The Grand Chamber in Ålands Vindkraft acknowledged that the basis upon which the court in PreussenElectra had arrived at its conclusions (notably the view expressed as to the ‘incomplete’ nature of the internal energy market at that time) was no longer necessarily reflective of the current position.  Specifically it noted that the purpose of legislation such as the Second Energy Package had been, “to enable a fully operational internal market in electricity to be established, in which the cross-border trade in electricity within the European Union is intensified and all suppliers will be able to supply their goods and consumers will be free to choose their supplier” (paragraph 86).  However, the Court remained of the view that, in the case of support for renewable generation, the nature of electricity (i.e., its essentially ‘untraceable’ quality) was such that a Member State, confronted with a binding national greenhouse gas target, could legitimately design a support scheme so as to benefit only those producers falling within its jurisdiction.

However, as the Grand Chamber pointed out, the finding that a national preference of this sort was one which a Member State could legitimately express left open the question of whether the design of the support scheme in question went further in pursuing that legitimate objective than would be justifiable under the principle of proportionality.  Importantly, in that context, the Court noted that, by its very nature, a national support scheme which uses ‘green certificates’ and is designed to impose the additional cost of producing green electricity directly on the market (i.e., by suppliers and users / consumers of electricity), “requires for its proper functioning market mechanisms that are capable of enabling traders — who are subject to the quota obligation and who do not yet possess the certificates required to discharge that obligation — to obtain certificates effectively and under fair terms” (paragraph 113).
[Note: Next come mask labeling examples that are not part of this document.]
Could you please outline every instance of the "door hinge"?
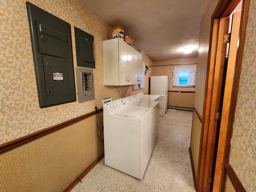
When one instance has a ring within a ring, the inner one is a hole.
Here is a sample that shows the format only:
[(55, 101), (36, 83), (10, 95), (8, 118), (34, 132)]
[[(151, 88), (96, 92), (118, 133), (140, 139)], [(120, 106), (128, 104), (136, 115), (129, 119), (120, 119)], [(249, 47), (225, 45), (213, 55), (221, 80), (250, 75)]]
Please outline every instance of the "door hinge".
[(215, 112), (215, 120), (220, 121), (221, 119), (221, 112)]
[(208, 177), (208, 183), (211, 185), (213, 185), (213, 178), (212, 178), (212, 177)]
[(223, 43), (226, 44), (228, 43), (230, 43), (231, 36), (231, 33), (224, 34), (224, 37), (223, 37)]

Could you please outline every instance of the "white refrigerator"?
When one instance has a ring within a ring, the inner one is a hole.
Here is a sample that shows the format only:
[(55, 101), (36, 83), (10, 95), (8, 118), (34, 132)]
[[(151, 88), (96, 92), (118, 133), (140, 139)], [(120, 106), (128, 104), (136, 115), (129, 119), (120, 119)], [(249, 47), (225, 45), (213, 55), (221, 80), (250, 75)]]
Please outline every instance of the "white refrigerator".
[(151, 76), (150, 77), (151, 95), (166, 96), (166, 112), (168, 108), (168, 76)]

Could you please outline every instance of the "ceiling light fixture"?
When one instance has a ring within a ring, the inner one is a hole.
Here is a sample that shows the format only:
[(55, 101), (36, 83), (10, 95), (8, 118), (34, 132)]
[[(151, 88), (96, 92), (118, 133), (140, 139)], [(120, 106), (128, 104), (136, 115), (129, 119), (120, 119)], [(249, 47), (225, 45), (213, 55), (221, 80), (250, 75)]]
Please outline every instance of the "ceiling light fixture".
[(192, 47), (186, 47), (186, 48), (184, 48), (183, 50), (183, 53), (186, 54), (191, 53), (191, 52), (192, 52)]

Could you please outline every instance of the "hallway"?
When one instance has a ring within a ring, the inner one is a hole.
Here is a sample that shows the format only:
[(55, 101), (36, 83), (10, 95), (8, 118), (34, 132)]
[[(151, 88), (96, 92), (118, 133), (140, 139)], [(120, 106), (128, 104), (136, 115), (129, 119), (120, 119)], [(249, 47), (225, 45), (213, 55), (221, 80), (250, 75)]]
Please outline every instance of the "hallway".
[(189, 148), (193, 112), (168, 110), (142, 180), (105, 166), (103, 158), (71, 191), (195, 192)]

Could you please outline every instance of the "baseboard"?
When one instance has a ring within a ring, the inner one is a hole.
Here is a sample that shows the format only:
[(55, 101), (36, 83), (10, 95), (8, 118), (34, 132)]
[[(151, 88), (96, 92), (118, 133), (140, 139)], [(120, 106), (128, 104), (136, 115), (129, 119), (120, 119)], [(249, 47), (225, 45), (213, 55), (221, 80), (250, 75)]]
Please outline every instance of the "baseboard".
[(82, 180), (82, 179), (90, 171), (92, 168), (93, 168), (100, 161), (103, 157), (104, 157), (104, 154), (98, 157), (95, 160), (92, 162), (91, 164), (85, 169), (78, 176), (76, 179), (73, 181), (73, 182), (68, 186), (67, 188), (62, 191), (62, 192), (69, 192), (78, 183), (80, 182), (80, 180)]
[(189, 107), (168, 106), (168, 109), (173, 109), (173, 108), (174, 109), (177, 109), (178, 110), (185, 110), (187, 111), (193, 111), (193, 108), (190, 108)]
[(236, 175), (236, 172), (232, 168), (232, 167), (231, 167), (231, 166), (229, 163), (226, 164), (225, 166), (226, 169), (228, 176), (229, 177), (236, 191), (246, 192), (246, 191), (244, 189), (244, 186), (243, 186), (239, 178)]
[(191, 162), (191, 167), (192, 168), (192, 173), (193, 174), (193, 178), (194, 180), (194, 185), (196, 188), (196, 171), (195, 170), (195, 165), (194, 164), (194, 160), (193, 160), (193, 157), (192, 156), (192, 151), (191, 148), (189, 147), (188, 149), (189, 151), (189, 156), (190, 158), (190, 162)]

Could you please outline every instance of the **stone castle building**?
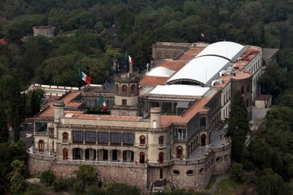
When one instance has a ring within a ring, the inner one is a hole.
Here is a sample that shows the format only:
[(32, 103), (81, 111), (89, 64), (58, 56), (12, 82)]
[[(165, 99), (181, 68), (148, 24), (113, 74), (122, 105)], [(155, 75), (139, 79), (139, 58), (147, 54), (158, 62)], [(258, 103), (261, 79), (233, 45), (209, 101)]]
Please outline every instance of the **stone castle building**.
[[(34, 118), (31, 173), (51, 169), (67, 177), (90, 165), (105, 183), (154, 191), (203, 190), (212, 174), (226, 172), (231, 145), (223, 126), (236, 90), (251, 118), (261, 48), (227, 41), (157, 43), (153, 59), (143, 74), (115, 74), (112, 91), (65, 88), (54, 96), (60, 88), (37, 86), (50, 92)], [(102, 107), (100, 94), (110, 114), (87, 113), (85, 108)]]

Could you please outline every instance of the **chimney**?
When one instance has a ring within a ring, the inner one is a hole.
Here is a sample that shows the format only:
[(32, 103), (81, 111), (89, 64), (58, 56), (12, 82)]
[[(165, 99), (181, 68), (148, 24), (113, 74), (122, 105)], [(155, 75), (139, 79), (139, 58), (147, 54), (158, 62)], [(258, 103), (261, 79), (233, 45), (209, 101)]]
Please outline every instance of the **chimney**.
[(60, 118), (64, 116), (65, 104), (63, 101), (56, 101), (54, 106), (54, 123), (59, 123)]
[(161, 108), (154, 107), (151, 108), (151, 128), (161, 128)]

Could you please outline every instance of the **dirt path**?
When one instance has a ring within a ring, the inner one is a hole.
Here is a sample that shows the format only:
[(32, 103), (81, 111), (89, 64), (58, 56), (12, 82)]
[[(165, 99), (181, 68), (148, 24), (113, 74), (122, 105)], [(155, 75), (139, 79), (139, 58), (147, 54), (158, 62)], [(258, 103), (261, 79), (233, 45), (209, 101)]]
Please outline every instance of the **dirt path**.
[(209, 192), (211, 193), (211, 194), (215, 194), (215, 190), (217, 189), (218, 185), (219, 184), (219, 183), (220, 183), (222, 180), (229, 179), (230, 177), (231, 177), (231, 175), (230, 175), (229, 173), (218, 176), (218, 177), (217, 177), (217, 179), (215, 179), (215, 183), (213, 184), (212, 189), (210, 189), (210, 191), (209, 191)]

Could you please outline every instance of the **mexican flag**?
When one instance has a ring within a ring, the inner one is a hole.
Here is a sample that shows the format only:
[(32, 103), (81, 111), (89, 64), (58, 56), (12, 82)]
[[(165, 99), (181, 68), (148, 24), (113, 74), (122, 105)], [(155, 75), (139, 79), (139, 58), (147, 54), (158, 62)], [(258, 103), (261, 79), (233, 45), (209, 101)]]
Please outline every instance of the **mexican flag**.
[(132, 57), (131, 57), (127, 52), (126, 52), (126, 59), (127, 60), (128, 62), (132, 63), (132, 65), (134, 65), (134, 61), (133, 61)]
[(105, 111), (107, 109), (106, 102), (105, 101), (104, 99), (101, 94), (100, 94), (100, 102), (102, 103), (102, 109)]
[(90, 78), (90, 77), (87, 76), (85, 74), (85, 72), (81, 71), (80, 67), (78, 68), (78, 74), (80, 79), (82, 79), (82, 81), (85, 82), (87, 84), (90, 84), (90, 81), (92, 80), (92, 78)]

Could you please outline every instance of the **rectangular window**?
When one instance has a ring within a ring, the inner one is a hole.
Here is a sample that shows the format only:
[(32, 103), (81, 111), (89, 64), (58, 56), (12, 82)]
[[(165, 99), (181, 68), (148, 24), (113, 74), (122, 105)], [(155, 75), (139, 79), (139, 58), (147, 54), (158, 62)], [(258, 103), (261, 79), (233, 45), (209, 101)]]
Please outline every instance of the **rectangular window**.
[(121, 133), (110, 133), (111, 145), (121, 145)]
[(205, 127), (206, 126), (206, 117), (200, 117), (199, 118), (199, 126)]
[(73, 143), (83, 143), (84, 133), (82, 130), (73, 130)]
[(244, 94), (244, 87), (241, 87), (241, 94)]
[(108, 144), (109, 143), (109, 133), (107, 132), (99, 132), (98, 133), (98, 142), (100, 144)]
[(123, 133), (123, 145), (134, 145), (134, 135), (133, 133)]
[(85, 143), (95, 144), (97, 140), (97, 134), (95, 131), (85, 132)]
[(183, 140), (186, 138), (186, 129), (174, 128), (174, 138), (179, 140)]
[(127, 106), (127, 100), (122, 99), (122, 106)]
[(36, 133), (46, 133), (47, 123), (36, 122)]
This, the Court held, meant that it was, “important that mechanisms be established which ensure the creation of a genuine market for certificates in which supply can match demand, reaching some kind of balance, so that it is actually possible for the relevant suppliers and users to obtain certificates under fair terms” (paragraph 114).  Commenting on the design of the Swedish scheme in question, the Court noted that, “the green certificates are actually sold, in the Member State concerned, on a market that is open to competition and, accordingly, the price of those certificates is determined by the interplay of supply and demand” (paragraph 115).

Finally, the Court addressed the proportionality of the mechanism in the Swedish scheme under which suppliers and users which do not meet their quota obligation have to pay a specific fee.  According to the Court, while the imposition of such a fee might be considered necessary as an incentive to producers (to increase their production of green electricity) and to traders (to take steps to acquire the requisite certificates), “it is none the less necessary that neither the method for determining that fee nor the amount of that fee go beyond what is necessary for the purposes of providing such an incentive; in particular, it is necessary in that connection that no excessive penalties be imposed on the traders concerned” (paragraph 116).

Implications

On one view, the rulings in Ålands Vindkraft and in Essent Belgium  can be read as a broad reaffirmation of the rights of individual Member States to grant preferred status to their domestic renewables industry when looking to fulfill their national emissions targets.   On the other hand, however, these rulings would also seem to place new emphasis on the ‘fully operational’ nature of the internal energy market and its role in securing the efficient outcomes for energy consumers, including where they are being asked by Member States to shoulder the cost of delivering EU environmental policies.  This suggests that where there are constraints on the ability of domestic renewable production to meet domestic demand for ‘green power’ under ‘fair terms’ then Member States may in future have to permit excess demand to be satisfied by imports if they are to avoid legal action.